Um dia, alguém me disse que, quando não se consegue pensar, o melhor é sentir. E eu, que gostaria de ter parado, de ter visto e de ter sentido o ambiente, não o podia fazer. Talvez, entre o atrevimento e o medo, tivesse gostado de falar com algum deles, mas também me pareceu ultrajante colocar-lhes semelhante questão, como se tivesse eu a norma do que lhes é ou não permitido pensar ou esperar.
E assim andei vários dias, a avistar de manhã, a observar à tarde. Na minha mente as frases do Saramago: se puderes olhar, vê. Se puderes ver, repara. E eu olhava, quase via, mas não reparava.
E então, casualmente, lembrei-me dum artigo que li há muito, sobre as pessoas que decoram o seu local de trabalho com bens pessoais: fotos, lembranças, ofertas. Na sua génese está um de dois significados: ou a pessoa se sente tão bem no local que este surge como prolongamento do seu lar, ou, a contrário, não se sentindo confortável, procura amenizar o desalento com o que faz parte da sua vida privada.

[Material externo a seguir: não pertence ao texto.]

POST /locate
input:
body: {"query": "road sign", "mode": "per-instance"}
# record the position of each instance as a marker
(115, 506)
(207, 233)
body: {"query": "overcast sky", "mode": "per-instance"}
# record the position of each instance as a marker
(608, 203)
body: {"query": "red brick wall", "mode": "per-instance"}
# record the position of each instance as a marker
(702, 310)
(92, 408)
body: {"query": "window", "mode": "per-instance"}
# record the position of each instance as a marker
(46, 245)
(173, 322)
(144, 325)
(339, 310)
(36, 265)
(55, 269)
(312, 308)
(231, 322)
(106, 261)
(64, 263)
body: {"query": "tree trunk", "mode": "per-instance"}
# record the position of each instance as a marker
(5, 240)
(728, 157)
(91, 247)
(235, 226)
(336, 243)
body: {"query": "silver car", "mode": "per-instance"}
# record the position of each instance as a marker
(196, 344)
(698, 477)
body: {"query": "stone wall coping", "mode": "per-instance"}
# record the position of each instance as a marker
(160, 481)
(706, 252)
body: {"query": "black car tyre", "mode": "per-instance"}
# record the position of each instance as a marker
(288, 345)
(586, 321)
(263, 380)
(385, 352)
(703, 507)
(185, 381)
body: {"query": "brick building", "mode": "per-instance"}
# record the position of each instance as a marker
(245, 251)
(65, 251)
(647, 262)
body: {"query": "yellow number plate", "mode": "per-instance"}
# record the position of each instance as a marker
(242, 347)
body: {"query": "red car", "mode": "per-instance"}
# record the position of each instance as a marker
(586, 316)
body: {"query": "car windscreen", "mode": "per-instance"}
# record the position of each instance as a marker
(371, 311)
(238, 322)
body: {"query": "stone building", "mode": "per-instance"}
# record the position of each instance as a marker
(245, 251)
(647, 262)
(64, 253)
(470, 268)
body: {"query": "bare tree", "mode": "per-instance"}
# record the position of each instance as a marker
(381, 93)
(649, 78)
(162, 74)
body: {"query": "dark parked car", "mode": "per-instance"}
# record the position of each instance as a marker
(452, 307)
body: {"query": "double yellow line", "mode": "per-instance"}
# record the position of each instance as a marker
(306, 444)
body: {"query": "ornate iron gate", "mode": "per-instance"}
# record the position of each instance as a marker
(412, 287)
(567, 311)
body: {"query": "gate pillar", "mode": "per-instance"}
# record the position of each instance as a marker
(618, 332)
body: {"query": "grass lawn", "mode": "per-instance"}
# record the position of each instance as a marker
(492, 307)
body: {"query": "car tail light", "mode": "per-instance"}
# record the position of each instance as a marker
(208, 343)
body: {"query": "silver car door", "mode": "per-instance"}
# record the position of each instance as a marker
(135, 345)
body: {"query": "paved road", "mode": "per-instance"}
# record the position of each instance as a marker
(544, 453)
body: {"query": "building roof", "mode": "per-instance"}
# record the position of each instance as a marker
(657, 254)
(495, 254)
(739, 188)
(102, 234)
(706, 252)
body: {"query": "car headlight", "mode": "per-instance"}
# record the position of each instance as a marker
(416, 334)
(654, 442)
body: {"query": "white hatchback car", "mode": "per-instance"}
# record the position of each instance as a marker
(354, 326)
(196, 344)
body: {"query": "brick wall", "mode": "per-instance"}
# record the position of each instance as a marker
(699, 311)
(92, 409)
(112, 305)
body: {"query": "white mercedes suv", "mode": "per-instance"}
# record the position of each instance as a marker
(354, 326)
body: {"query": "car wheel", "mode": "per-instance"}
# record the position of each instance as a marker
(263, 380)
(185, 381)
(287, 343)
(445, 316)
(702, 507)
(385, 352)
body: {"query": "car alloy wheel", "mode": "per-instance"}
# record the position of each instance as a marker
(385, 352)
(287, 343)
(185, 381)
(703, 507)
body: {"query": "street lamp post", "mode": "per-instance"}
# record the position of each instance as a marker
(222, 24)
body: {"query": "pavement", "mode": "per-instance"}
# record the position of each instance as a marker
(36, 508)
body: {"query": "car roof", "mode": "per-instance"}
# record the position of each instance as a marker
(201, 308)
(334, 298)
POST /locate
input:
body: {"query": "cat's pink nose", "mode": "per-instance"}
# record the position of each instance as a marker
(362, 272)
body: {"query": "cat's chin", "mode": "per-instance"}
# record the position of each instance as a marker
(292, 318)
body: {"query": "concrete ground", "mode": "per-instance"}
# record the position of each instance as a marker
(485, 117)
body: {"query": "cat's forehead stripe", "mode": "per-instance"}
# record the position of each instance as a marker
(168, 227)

E por essa via de pensamento, talvez não seja uma ousadia ou uma desfaçatez, como pensei a princípio (mea culpa), ir além da busca dos bens essenciais que não têm e procurarem um pouco de luz natalícia.
Acaba quase por ser indiferente se a rua é a sua escolha consciente (é sabido que há pessoas que não querem ser institucionalizadas), ou se se acomodaram ao facto, ou mesmo se ainda têm vontade de ver a sua vida melhorar. O que é comum a todos estes pensares, é um bem talvez tão ou mais essencial, que é celebrarem a sua humanidade.
Talvez o facto de algo mudar no meio em que habitam (?) não seja senão a vontade de acreditar na possibilidade da renovação da vida, de forma católica ou nem por isso. Poderá também ser uma necessidade de se sentirem parte integrante duma sociedade onde, entre mal e pior, ainda coexistem. Ou talvez possa ainda ser uma forma de diferenciarem os seus dias e, dar-lhes significado.
O ritual da decoração natalícia é, mesmo para muitos de nós que têm uma casa, uma cama e comida na mesa, uma necessidade espiritual, ou, arrisco a dizer, emocional. O sentido de pertença a uma comunidade, o reviver de felicidades passadas, o dar compasso e significado a um espaço temporal e mesmo a uma vida, tudo isso é propiciado pela repetição dum acto a que atribuímos, de forma velada, ou não um simbolismo. É esperança, é fé.
Por isso, agora, quando passo, porque não resisto a fazê-lo, olho para aqueles 3 homens que – e agora sim, uso sem pejo a palavra – OUSARAM ir além do material que não têm, e mantêm a resiliência de permanecerem humanos. Apesar de.